Este fue un obstáculo que el éxito de Kate Bush ayudó a derribar. La reaparición de "Running Up That Hill" en 2022, la cual regresó al número 1 en el Reino Unido y al Top 10 en Estados Unidos 37 años después de su lanzamiento original, demostró el valor de la plataforma Netflix. Según Duffer, bajo "circunstancias normales," no se les habría permitido obtener estos derechos, lo que hace de esta adquisición una verdadera hazaña.
Así fue Stranger Things
La serie es ambientada en la década de los 80, en el pequeño pueblo ficticio de Hawkins, Indiana. Comienza con la misteriosa desaparición de un niño llamado Will Byers y la aparición simultánea de una niña con poderes telequinéticos conocida como "Once" (Eleven), quien ayuda a los amigos de Will a buscarlo mientras descubren experimentos gubernamentales secretos y una dimensión aterradora llamada el Upside Down.

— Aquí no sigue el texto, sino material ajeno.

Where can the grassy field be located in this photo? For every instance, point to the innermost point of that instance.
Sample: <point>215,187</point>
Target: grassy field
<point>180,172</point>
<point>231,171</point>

Fue creada por los hermanos Matt y Ross Duffer y se estrenó a nivel mundial en la plataforma de Netflix el 15 de julio de 2016. Gran parte del éxito arrollador de la serie reside en su impecable factor nostalgia, rindiendo un homenaje constante a la cultura pop de los años 80 y a las obras de figuras icónicas como Steven Spielberg, Stephen King y John Carpenter.
La combinación de una estética retro muy cuidada, una banda sonora cargada de sintetizadores y un elenco juvenil con una química excepcional logró cautivar tanto a las audiencias que vivieron esa época como a las nuevas generaciones. Además, su habilidad para mezclar el drama adolescente con el horror sobrenatural y el misterio detectivesco creó una fórmula adictiva que fomentó el fenómeno del "binge-watching" o maratones de visualización.